Federal Decree-Law No. (25) of 2025 promulgates a new UAE Civil Transactions Law, in force on 1 June 2026. It replaces the 1985 law in full. For trading houses, commodity traders, freight forwarders, warehouse operators, and distributors operating in the UAE, the Civil Code provisions on Salam (forward) sales, deposit and warehousing, documents of title, and contested-cargo sequestration are now restated — and several drafting and operational habits are worth a refresh.
Here are four changes worth tracking before 1 June 2026.
1. Salam contracts — the anti-exploitation safeguard
Articles 522–531 codify the Salam (forward) sale. The contract structure is familiar: deferred delivery of generically described goods for an advance price, with the specification requirements at Article 523 — genus, type, quality, quantity, time of delivery, and known capital paid at contracting.

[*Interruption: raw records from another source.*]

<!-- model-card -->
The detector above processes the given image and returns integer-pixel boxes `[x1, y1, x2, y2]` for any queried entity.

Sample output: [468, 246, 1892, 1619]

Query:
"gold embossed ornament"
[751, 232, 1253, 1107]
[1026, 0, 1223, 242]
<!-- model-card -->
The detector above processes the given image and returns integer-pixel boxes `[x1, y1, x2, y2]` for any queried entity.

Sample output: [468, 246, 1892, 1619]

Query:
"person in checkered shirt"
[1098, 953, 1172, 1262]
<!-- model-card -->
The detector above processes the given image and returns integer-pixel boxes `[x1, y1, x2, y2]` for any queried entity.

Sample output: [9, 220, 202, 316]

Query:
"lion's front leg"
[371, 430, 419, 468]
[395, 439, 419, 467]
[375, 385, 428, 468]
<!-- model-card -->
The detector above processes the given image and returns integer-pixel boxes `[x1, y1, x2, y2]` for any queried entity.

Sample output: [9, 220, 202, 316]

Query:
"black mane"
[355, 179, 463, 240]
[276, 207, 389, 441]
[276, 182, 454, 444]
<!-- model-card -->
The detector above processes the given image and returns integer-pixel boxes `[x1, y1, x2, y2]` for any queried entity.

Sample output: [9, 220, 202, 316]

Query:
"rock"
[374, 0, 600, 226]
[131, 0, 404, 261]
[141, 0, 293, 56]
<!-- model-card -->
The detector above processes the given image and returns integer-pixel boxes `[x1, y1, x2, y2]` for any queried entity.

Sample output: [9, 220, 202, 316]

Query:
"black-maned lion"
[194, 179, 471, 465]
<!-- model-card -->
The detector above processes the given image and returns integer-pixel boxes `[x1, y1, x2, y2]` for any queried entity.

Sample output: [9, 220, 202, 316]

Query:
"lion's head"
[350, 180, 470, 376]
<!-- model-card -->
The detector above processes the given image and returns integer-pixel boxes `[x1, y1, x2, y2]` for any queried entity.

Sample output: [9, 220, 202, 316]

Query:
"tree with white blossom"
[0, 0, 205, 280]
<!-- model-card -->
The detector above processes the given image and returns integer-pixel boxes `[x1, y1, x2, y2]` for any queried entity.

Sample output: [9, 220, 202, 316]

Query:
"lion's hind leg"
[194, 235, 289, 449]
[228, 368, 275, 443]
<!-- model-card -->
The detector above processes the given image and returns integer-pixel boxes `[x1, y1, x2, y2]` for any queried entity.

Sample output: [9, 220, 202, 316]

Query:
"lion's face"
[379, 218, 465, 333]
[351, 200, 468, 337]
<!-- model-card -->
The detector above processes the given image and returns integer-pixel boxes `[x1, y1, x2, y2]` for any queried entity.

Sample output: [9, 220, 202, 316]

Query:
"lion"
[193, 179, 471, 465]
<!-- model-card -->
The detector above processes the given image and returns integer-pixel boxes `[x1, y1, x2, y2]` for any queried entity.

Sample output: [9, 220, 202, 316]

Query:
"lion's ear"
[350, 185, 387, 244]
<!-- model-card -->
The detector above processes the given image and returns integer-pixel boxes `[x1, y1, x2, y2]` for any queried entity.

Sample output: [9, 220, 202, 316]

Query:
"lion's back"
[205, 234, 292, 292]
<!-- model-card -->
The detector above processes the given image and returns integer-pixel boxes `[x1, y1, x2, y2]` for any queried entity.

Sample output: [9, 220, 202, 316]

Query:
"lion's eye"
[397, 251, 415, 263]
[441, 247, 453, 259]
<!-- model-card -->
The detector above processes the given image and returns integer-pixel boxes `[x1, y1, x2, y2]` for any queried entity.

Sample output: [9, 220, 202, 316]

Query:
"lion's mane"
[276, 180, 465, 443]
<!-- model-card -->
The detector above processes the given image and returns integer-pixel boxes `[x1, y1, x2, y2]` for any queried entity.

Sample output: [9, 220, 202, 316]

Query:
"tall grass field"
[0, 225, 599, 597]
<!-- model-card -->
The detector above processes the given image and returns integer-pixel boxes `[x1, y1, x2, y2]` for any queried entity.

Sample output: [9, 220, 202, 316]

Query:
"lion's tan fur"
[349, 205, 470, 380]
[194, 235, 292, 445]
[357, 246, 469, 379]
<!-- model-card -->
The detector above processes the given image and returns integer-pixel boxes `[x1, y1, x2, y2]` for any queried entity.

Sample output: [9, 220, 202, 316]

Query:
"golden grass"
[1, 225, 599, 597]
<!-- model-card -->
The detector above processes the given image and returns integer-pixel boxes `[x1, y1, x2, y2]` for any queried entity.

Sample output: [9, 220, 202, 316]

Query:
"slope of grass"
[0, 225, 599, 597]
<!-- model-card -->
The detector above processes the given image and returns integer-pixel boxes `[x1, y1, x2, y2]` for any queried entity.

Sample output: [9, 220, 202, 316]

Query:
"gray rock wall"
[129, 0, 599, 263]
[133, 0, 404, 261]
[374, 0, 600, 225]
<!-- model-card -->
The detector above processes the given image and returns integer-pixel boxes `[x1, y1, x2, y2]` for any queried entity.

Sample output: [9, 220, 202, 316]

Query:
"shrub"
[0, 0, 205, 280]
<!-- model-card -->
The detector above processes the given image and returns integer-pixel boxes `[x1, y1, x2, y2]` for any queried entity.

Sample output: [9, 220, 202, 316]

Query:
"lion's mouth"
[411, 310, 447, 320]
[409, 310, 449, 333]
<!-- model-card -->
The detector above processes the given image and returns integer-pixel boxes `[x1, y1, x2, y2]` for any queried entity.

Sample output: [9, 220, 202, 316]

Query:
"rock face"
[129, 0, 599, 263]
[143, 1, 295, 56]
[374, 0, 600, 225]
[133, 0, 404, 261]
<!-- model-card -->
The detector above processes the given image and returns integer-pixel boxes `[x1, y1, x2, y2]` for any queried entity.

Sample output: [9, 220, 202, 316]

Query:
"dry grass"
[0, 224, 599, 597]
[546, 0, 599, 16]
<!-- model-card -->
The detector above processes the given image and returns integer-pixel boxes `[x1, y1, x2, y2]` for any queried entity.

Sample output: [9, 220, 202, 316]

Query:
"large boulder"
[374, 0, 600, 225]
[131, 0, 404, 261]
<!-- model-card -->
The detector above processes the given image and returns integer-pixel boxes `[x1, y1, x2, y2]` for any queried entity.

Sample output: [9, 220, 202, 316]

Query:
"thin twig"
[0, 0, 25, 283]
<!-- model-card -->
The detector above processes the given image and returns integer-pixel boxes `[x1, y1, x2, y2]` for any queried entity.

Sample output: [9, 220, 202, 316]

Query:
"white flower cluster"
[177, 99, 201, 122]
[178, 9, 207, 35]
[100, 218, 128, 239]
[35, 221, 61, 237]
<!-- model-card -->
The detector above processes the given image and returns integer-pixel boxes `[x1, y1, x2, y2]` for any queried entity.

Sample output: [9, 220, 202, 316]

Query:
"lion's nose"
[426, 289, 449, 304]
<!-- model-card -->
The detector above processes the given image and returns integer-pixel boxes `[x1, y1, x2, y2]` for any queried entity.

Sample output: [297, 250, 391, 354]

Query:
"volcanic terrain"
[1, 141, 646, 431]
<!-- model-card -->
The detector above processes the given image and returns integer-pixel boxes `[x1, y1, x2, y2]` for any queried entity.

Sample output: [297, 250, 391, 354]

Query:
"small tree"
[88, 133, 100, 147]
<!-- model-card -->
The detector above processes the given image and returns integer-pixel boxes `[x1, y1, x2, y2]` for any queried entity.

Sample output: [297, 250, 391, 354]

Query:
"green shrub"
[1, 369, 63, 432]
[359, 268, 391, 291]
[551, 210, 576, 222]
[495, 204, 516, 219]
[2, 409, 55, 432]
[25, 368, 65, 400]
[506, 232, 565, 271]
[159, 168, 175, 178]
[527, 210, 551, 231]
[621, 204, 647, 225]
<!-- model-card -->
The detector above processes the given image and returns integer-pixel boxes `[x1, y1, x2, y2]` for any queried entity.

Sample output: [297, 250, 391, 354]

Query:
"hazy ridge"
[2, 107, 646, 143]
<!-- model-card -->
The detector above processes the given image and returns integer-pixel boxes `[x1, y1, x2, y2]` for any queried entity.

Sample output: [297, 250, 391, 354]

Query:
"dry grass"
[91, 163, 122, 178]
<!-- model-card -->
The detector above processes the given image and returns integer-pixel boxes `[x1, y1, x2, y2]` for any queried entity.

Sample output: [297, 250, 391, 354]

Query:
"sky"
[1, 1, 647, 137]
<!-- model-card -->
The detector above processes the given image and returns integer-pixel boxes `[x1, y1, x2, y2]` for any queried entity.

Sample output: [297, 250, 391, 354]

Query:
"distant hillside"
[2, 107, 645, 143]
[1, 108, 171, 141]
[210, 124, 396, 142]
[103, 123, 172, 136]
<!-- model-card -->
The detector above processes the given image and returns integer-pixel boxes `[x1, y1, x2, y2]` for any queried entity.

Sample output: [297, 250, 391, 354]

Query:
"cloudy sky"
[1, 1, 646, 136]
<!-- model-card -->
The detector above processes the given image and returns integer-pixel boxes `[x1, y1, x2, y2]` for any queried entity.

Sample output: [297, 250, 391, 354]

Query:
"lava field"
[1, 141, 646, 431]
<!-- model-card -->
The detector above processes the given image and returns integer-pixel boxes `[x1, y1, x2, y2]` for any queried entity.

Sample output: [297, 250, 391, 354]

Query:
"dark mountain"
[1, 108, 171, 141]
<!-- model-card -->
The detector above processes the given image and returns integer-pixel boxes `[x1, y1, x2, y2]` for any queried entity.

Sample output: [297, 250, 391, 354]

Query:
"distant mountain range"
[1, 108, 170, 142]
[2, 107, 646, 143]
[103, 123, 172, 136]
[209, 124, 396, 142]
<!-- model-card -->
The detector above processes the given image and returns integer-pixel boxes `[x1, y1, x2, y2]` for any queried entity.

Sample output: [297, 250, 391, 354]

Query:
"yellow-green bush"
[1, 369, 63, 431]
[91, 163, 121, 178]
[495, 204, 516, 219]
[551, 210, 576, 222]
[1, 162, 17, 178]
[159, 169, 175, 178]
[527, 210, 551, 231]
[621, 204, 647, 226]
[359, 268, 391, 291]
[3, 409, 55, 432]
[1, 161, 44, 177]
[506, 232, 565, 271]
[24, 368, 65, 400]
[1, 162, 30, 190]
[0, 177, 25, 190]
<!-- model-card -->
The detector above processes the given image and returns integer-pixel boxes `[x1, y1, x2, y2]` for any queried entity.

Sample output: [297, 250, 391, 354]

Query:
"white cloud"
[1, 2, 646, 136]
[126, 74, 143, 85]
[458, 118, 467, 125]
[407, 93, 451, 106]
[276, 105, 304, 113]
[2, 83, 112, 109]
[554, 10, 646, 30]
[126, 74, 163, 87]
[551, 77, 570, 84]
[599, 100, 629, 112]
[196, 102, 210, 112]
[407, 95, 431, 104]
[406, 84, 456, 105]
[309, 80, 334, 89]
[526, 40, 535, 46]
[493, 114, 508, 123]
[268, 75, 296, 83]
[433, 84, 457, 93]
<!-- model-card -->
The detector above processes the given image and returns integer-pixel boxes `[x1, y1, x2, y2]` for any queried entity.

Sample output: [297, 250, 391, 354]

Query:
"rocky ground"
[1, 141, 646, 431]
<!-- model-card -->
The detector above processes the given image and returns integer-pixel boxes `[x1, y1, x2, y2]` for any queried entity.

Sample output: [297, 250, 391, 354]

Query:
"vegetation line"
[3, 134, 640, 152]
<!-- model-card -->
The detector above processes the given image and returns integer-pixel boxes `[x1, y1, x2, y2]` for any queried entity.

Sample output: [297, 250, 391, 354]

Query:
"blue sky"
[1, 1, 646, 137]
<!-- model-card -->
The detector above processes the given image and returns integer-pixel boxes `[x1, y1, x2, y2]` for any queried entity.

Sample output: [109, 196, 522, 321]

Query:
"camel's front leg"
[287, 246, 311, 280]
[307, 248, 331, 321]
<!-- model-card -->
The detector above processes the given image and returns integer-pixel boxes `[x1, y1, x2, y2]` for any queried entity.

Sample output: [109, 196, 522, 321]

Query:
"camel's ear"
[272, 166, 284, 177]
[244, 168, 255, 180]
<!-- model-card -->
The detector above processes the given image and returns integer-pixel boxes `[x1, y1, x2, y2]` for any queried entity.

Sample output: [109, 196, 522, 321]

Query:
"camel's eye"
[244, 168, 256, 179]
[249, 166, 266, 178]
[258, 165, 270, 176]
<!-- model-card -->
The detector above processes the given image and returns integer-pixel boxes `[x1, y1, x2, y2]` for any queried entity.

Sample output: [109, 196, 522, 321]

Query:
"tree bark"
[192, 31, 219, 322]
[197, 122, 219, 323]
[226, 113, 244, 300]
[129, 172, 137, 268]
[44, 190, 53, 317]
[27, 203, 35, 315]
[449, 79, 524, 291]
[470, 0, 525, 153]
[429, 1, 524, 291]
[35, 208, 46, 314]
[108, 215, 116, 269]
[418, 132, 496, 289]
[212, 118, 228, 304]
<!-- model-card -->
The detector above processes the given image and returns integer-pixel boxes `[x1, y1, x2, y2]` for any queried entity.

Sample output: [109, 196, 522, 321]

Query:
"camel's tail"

The headline new-law provision is Article 531: where a Salam purchaser exploits a farmer's need and buys a future crop at a manifestly grossly unfair price or terms, the seller may, at the time of performance, request the court to adjust the price or terms — taking into account circumstances of time and place, general price levels, and differences between the dates of the contract and delivery.
The purchaser may decline the adjustment and recover the price actually paid (with the seller then free to sell elsewhere). Any agreement waiving the seller's right — whether in the Salam contract or as a separate obligation — is void.
For agricultural commodity traders, this means contract files should document the price-discovery basis carefully — market reference points, dates, comparable transactions. The defence against an Article 531 challenge is evidence-based, not contractual disclaimer-based.
2. Documents of title — Article 1203
Article 1203 is a short provision with significant trade-finance implications. The delivery of documents issued in respect of goods entrusted to a carrier or deposited in warehouses is deemed equivalent to the delivery of the goods themselves. Where one person receives the documents and another receives the goods, both in good faith, priority goes to the one who received the goods.
For document-against-payment and document-against-acceptance trade flows, and for warehouse-receipt financing, this is the Civil Code anchor for the document-of-title concept. The Commercial Code remains the primary regime for commercial trade documents, but Article 1203 confirms the doctrine at the civil-law base.
3. Warehouse and deposit operations — the trust status
Articles 904–930 restate the deposit contract. Three operational provisions matter most:
- Article 906(2). The deposit is a trust held by the depositary; the depositary is liable for perishing or damage due to a cause attributable to them, unless otherwise agreed.
- Article 908. Care of an ordinary person; placement in a place of custody of the like; safekeeping personally or through dependents.
- Articles 909–910. No third-party placement without the depositor's permission (urgent necessity carve-out); no use, and no creation of third-party rights, without depositor permission.
For warehousing practice, this means:
- The permission regime for use, mixing, and storage-with-third-parties needs to be expressly documented.
- Operational SOPs should reflect the care-of-an-ordinary-person standard.
- Where commingling is contemplated, the rules at Article 914 govern — similar-with-similar mixing allocates loss pro rata until specific identification.
4. Sequestration for contested cargo and stock — Article 931
Where ownership or possession of goods is contested — for example, cargo under dispute pending resolution of a title claim, or seized warehouse stock — Article 931 confirms the sequestration framework. Article 933 permits the court to appoint a sequestrator on imminent danger or just cause; the sequestrator's mandate may include exercising rights in the interest of the parties.
The Articles 936–945 framework then governs the sequestrator's conduct, accountability, and termination. For trading houses caught in title-dispute situations, this is the procedural tool to preserve value pending resolution. It should sit in the internal playbook alongside attachment and arrest measures.
A note on retention liens
Articles 350–353 restate the general right of retention. Where a carrier or warehouse has incurred necessary or beneficial expenses on property in their possession, they may withhold its return until they recover what is due by law (Article 350(2)). Retention conveys priority over ordinary creditors (Article 352). For unpaid haulage or storage charges, the retention right sits alongside the Commercial Code's carrier-lien provisions.
A note on running limitation diaries
The merchant-and-manufacturer 2-year claim window under Article 432 — for items supplied to non-trade purchasers, and hotel-and-restaurant accommodation/food/account claims — is unchanged in posture but worth re-confirming. Acknowledged or instrumentalised debts revert to the 15-year ceiling from maturity (Article 433(2)).
Articles 6–7 require limitation periods that have not yet expired on 1 June 2026 to be recalculated against the new periods. Every live trade-debt collection file should be reviewed before that date.